Background Providers performing endotracheal intubation are at high risk of contracting SARS-CoV-2. The objective was to assess various demographic, exposure and institutional preparedness factors affecting intubators’ comfort and fear level during COVID-19 intubations.

Methods We conducted a cross-sectional, survey-based study during the COVID-19 pandemic from September 2020 to January 2021 at a single academic medical centre in Washington, DC, USA. Inclusion criteria were healthcare providers who had an experience in intubating patients confirmed with or suspected of COVID-19. The survey assessed various factors related to the providers’ comfort with intubation and fear during COVID-19 intubations.

Results A total of 329 surveys from 55 hospitals were analysed. Of the respondents, 173 (52.6%) were from emergency medicine providers. Factors that were associated with a higher comfort level of intubating patients with COVID-19 included attending physician position (adjusted OR (aOR)=2.6, 95% CI 1.4 to 4.8; p=0.003), performing more than 20 COVID-19 intubations (aOR=3.3, 95% CI 1.5 to 6.6; p=0.002), participation in an intubation team (aOR=1.6, 95% CI 1.1 to 2.7; p=0.031) and adequate levels of personal protective equipment (PPE) (aOR=4.3, 95% CI 2.0 to 8.8; p<0.0005). Compared with emergency physicians, anaesthesiology providers had higher fear levels of contracting SARS-CoV-2 during both first and subsequent SARS-CoV-2 intubations (first: OR=1.7, 95% CI 1.1 to 2.6, p=0.006; subsequent: OR=2.0, 95% CI 1.4 to3.2, p<0.0005).

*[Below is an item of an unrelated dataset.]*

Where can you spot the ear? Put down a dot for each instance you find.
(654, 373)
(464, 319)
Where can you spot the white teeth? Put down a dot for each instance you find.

Conclusion A higher degree of comfort in intubating patients suspected of or confirmed with COVID-19 was demonstrated in more senior physicians, members of intubation teams, providers who performed a higher number of intubations and providers who reported adequate PPE. These findings highlight potential targets for improving the experience of providers in this setting.

  • COVID-19

Data availability statement

No data are available.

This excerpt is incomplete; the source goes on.